Some types and characters are specific to Athenian free-born men and don’t necessarily translate easily to modern generalities. The Coward is afraid to sail (the ancient equivalent of having a fear of flying), seeing pirates and shipwreck at every turn. But most of his entry is given over to his avoiding the front-line of battle and hiding in sick bay—all free-born Athenian men had mandatory military service and were likely to have seen action. The entry for the Superstitious Man is entertaining less because we see in him a modern type (though his excessive hand washing might be OCD) than because we see superstitions that we share or learn about ancient Athenian ones we don’t. Thus a weasel (the Greek equivalent of a cat) crossing the road unnerves him. But we also find that he must shout “Mighty Athena!” if he hears the hoot of an owl. The Social Climber enjoys conspicuous consumption, even concerning his pets: He buys his jackdaw a tiny shield and ladder so that it will look like a hoplite scaling a wall, and when his imported Maltese lapdog dies, he erects a tombstone to this scion of Malta.
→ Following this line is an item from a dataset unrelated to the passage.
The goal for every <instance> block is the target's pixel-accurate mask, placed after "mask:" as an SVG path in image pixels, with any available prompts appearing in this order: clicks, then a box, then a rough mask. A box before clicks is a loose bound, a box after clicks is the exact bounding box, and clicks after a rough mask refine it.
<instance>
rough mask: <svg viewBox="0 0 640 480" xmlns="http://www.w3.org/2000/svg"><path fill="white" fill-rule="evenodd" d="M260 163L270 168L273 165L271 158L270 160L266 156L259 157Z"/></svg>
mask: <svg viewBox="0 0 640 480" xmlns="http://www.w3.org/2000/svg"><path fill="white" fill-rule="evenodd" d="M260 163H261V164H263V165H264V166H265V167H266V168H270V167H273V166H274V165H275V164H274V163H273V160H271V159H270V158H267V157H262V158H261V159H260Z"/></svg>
But there is also a Newshound who spreads some “fake news,” and a man so obnoxious that he flashes his genitals at free-born women (obnoxious indeed!). The Vulgar Man gives Too Much Information about his herbal colonic at the dinner table. There are cheapskates galore, dissemblers, busybodies, dullards and charlatans. The worst of the lot seems to be the Friend of Scoundrels, who does sound strangely contemporary, mocking good men, calling rogues “independent thinkers” and declaring: “We won’t have anyone willing to take trouble on behalf of the public good if we reject such men.”